By Iryna Kosse.
On the morning of October 10, Russia massively shelled Ukrainian cities aiming to destroy its energy infrastructure. In eight regions and the capital Kyiv, electrical lines were cut off, and power plants were damaged. Some regions like Lviv, Poltava, Sumy, Kharkiv, and Ternopil experienced a complete blackout; in others, only some areas were affected. After several hits, Kharkiv was entirely off the grid, Kyiv and Kyivska region introduced schedules for electricity supply, and Lviv reported that 90% of the city territory was without electricity.
On the evening of October 10, authorities asked Ukrainian citizens to decrease electricity consumption between 17:00 and 22:00 to balance the network. For example, Kyivites reduced their electricity consumption by 26% during the evening peak hours.
The following day, the attack on the infrastructure resumed. Overall, the attack affected 11 regions as well as the city of Kyiv. Among the known targets are the Burshtyn thermal power plant (TPP) in the Ivano-Frankivsk region, Ladyzhyn TPP in the Vinnytsya region, and TPPs in Kyiv, Lviv, Kryvyi Rih, Kamyanka, and Pavlohrad. According to Ukraine’s Energy Minister Herman Halushchenko, around 30% of the energy infrastructure in Ukraine was hit by Russian missiles in two days.
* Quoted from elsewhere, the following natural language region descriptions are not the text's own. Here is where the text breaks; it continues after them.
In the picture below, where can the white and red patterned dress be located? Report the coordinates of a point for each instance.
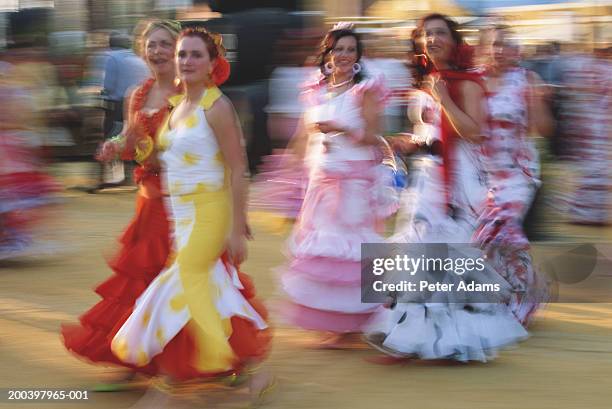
(512, 167)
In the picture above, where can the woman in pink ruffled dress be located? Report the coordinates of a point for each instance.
(345, 195)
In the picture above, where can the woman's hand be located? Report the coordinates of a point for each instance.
(439, 90)
(403, 143)
(108, 151)
(328, 127)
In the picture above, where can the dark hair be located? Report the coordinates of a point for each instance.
(418, 63)
(329, 42)
(462, 58)
(212, 40)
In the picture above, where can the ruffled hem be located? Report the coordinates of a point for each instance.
(143, 255)
(179, 355)
(445, 331)
(341, 298)
(319, 320)
(307, 243)
(326, 270)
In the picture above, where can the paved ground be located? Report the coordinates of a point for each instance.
(566, 364)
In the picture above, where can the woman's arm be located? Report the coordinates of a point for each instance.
(467, 115)
(224, 122)
(371, 114)
(538, 112)
(370, 110)
(298, 143)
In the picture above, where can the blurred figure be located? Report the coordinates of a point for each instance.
(449, 196)
(123, 70)
(24, 187)
(381, 62)
(423, 146)
(280, 185)
(199, 318)
(340, 128)
(516, 107)
(146, 242)
(586, 123)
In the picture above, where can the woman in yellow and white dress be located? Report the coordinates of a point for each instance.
(199, 318)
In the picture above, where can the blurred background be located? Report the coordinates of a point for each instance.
(53, 110)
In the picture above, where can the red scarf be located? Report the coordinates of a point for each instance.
(453, 81)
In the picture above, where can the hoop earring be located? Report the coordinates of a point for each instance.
(328, 69)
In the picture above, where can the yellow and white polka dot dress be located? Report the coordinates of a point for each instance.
(199, 292)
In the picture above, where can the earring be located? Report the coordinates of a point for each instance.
(328, 68)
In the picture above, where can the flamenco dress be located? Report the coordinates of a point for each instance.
(145, 246)
(199, 317)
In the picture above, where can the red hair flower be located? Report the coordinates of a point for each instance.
(221, 71)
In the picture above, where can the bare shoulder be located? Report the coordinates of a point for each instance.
(471, 89)
(222, 106)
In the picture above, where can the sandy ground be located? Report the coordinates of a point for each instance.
(567, 362)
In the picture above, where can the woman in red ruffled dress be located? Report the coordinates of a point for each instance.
(146, 242)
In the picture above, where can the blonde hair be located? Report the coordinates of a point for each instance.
(172, 27)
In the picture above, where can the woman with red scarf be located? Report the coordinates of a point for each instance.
(448, 193)
(145, 245)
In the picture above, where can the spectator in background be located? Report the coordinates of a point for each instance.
(123, 70)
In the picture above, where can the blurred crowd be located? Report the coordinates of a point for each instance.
(71, 101)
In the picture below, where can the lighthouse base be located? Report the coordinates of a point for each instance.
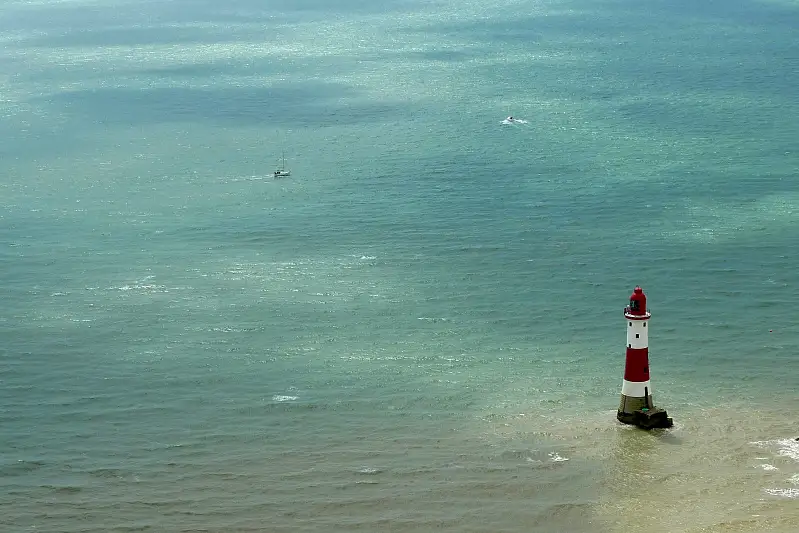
(644, 418)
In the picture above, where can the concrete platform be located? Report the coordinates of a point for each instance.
(644, 418)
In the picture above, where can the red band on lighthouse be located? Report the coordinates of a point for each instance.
(636, 367)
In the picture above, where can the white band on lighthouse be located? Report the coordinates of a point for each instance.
(636, 389)
(637, 334)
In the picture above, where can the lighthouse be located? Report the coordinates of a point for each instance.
(636, 391)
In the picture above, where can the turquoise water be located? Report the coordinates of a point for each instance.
(421, 328)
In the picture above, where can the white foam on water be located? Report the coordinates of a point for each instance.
(284, 398)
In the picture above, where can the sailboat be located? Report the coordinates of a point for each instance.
(282, 172)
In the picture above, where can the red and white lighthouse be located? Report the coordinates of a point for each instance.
(636, 391)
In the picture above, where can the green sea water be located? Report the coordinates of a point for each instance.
(421, 329)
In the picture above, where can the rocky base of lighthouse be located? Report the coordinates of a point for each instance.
(644, 418)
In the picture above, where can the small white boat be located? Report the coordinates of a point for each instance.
(282, 172)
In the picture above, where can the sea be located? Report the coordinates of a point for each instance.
(420, 329)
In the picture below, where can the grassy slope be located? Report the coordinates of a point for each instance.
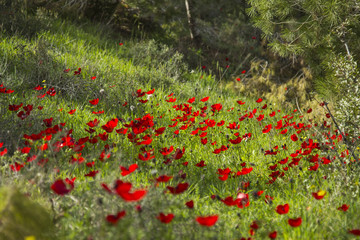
(120, 71)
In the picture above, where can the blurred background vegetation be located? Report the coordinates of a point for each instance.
(291, 50)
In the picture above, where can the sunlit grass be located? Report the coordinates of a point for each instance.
(120, 71)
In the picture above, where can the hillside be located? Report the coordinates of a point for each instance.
(118, 138)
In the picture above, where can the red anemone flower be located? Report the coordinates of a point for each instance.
(165, 218)
(94, 101)
(113, 219)
(190, 204)
(295, 222)
(207, 221)
(164, 178)
(344, 207)
(319, 195)
(273, 235)
(127, 171)
(282, 209)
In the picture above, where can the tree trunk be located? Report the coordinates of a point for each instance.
(193, 35)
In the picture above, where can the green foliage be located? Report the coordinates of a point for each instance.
(313, 30)
(120, 71)
(20, 217)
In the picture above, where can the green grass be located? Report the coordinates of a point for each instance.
(120, 71)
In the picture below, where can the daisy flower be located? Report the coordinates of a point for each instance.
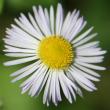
(61, 57)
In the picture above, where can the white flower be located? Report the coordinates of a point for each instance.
(60, 57)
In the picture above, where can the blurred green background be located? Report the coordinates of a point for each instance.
(97, 13)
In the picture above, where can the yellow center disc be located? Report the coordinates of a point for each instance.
(56, 52)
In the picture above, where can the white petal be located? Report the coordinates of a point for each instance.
(59, 19)
(58, 94)
(26, 73)
(91, 72)
(82, 35)
(86, 75)
(27, 27)
(97, 59)
(37, 83)
(64, 88)
(19, 55)
(47, 88)
(91, 52)
(16, 43)
(40, 22)
(71, 23)
(82, 79)
(18, 50)
(44, 20)
(77, 28)
(52, 92)
(65, 24)
(90, 66)
(47, 16)
(18, 33)
(35, 24)
(23, 69)
(88, 45)
(20, 61)
(52, 19)
(85, 40)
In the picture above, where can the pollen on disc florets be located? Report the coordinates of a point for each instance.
(56, 52)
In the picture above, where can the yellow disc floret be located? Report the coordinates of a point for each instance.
(55, 52)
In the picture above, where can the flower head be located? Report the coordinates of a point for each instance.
(59, 55)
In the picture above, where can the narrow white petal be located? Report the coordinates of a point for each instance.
(26, 73)
(91, 52)
(58, 94)
(27, 28)
(91, 72)
(23, 69)
(37, 83)
(82, 35)
(18, 50)
(20, 34)
(97, 59)
(65, 24)
(52, 89)
(19, 55)
(20, 61)
(86, 75)
(44, 20)
(47, 88)
(52, 19)
(85, 40)
(35, 24)
(47, 16)
(79, 78)
(71, 23)
(16, 43)
(40, 22)
(64, 88)
(90, 66)
(76, 29)
(59, 19)
(88, 45)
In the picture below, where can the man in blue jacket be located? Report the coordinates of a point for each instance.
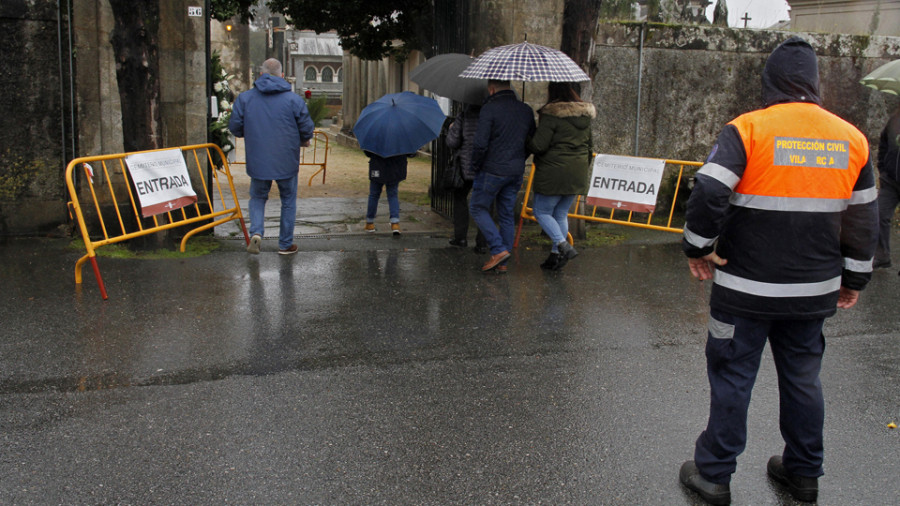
(498, 161)
(275, 124)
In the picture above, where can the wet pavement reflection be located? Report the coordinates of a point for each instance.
(394, 371)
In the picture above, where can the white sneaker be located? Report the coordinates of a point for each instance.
(253, 247)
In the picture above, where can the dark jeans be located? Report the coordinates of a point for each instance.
(888, 198)
(486, 189)
(733, 350)
(461, 215)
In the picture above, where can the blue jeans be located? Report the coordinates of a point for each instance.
(552, 211)
(393, 201)
(733, 351)
(486, 189)
(259, 195)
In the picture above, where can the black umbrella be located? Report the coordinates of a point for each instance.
(440, 75)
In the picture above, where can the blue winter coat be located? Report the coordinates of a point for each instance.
(504, 125)
(274, 121)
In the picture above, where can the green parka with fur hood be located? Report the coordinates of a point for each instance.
(562, 147)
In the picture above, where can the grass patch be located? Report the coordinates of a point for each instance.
(196, 246)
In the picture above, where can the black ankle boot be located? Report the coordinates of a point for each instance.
(551, 262)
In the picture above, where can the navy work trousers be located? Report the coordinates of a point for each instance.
(733, 351)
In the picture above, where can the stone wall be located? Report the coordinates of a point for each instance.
(35, 123)
(695, 79)
(182, 69)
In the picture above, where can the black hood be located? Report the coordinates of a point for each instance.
(791, 74)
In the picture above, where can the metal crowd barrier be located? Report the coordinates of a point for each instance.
(316, 154)
(609, 215)
(113, 211)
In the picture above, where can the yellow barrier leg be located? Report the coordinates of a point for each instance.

Disruptions in electricity supply affect other spheres as well. No electricity means that many households do not have heating and hot water, no internet connection, and an unstable cellular connection. Indeed, internet connection was unavailable in the Khmelnytsk, Lviv, Poltava regions, Kharkiv, and Zhytomyr. Due to the attack, national internet connectivity decreased by 17%. Lviv reported that the air raid alarm might not work in some parts of the city. In Kryvyy Rih, 854 miners were trapped in the underground mine for several hours. The national railway operator Ukrzaliznytsya reported that 20 passenger trains were delayed. Problems with electricity supply also affected banks and the postal service. Ukrainian fiscal services, therefore, had limited access to its electronic services.
The attack also had international repercussions: wheat prices on the world markets increased to a three-month high due to the fear that the escalation would threaten crop exports and the extension of the Istanbul deal. Gas futures prices in Europe also increased. Furthermore, Ukraine stopped electricity exports to increase its domestic market’s electricity supply.
However, such a severe blow did not destroy the Ukrainian electricity system. The government said the sector was ready for possible attacks and stocked spare parts to repair the damaged stations quickly. By the evening of October 10, the electricity supply was restored in about half of the affected areas. Ukrenergo, the Ukrainian national electricity transmission system operator, warned that temporary electricity cutoffs might continue for several days. They are necessary to restore the network and do the repairs.
Despite the scale of the attack and further threats from Russia, Ukraine’s energy authorities are confident that they will be able to keep the system balanced and satisfy the demand. Ukrenergo stated that it did not request help from the EU countries to stabilize the electricity supply and is not planning to do this in the nearest future. Emergency help from European operators remains an option, though. This option became possible after the Ukrainian electricity system was integrated into the ENTSO-E network. “Limitations on electricity supply in Kyiv and the central region are not caused by the resource deficit but by the infrastructural damages. These limitations are necessary for maintenance workers to complete the restoration works,” Ukrenergo added.
The use of reserve electricity lines and the rerouting of electricity from other subsystems allowed to power the objects of critical infrastructure. The most challenging situation is in the Dnipropetrovsk region. As it has the most significant industrial clusters in the country and now several damaged TPPs, repairs will be lengthy. Since TPPs mainly provide electricity during the peak morning and evening hours, self-limitation by the population becomes essential. If these measures do not have the desired effect, the government will begin turning off advertisement signs, city lighting, entertainment and trade centres, as well as non-critical enterprises.
With the threat of further attacks from Russia, the Ukrainian government considers warzone-bordering regions the most vulnerable to repetitive energy infrastructure damage and electricity blackouts. Ukrainian Prime Minister Denys Shmyhal said that the government allocated UAH 563 mn (EUR 15.6 mn) for eight Ukrainian regions (Donetsk, Dnipropetrovsk, Chernihiv, Kharkiv, Sumy, Kherson, Mykolaiv, and Zaporizhzhya) for the purchase of firewood and its free distribution among the population.
Overall, the Ukrainian electricity sector proved its resilience against the Russian Federation’s terrorist attacks on civilian infrastructure. However, recent events have shown that energy infrastructure will be the constant target for attacks by drones and artillery in the new phase of the war. This will exhaust the already strained financial, technical, and human resources. Therefore, for the energy system not to be in a state of a permanent destruction-repair cycle which destabilizes the economy and citizens’ daily lives, Ukraine urgently needs air defence systems and help from its western allies.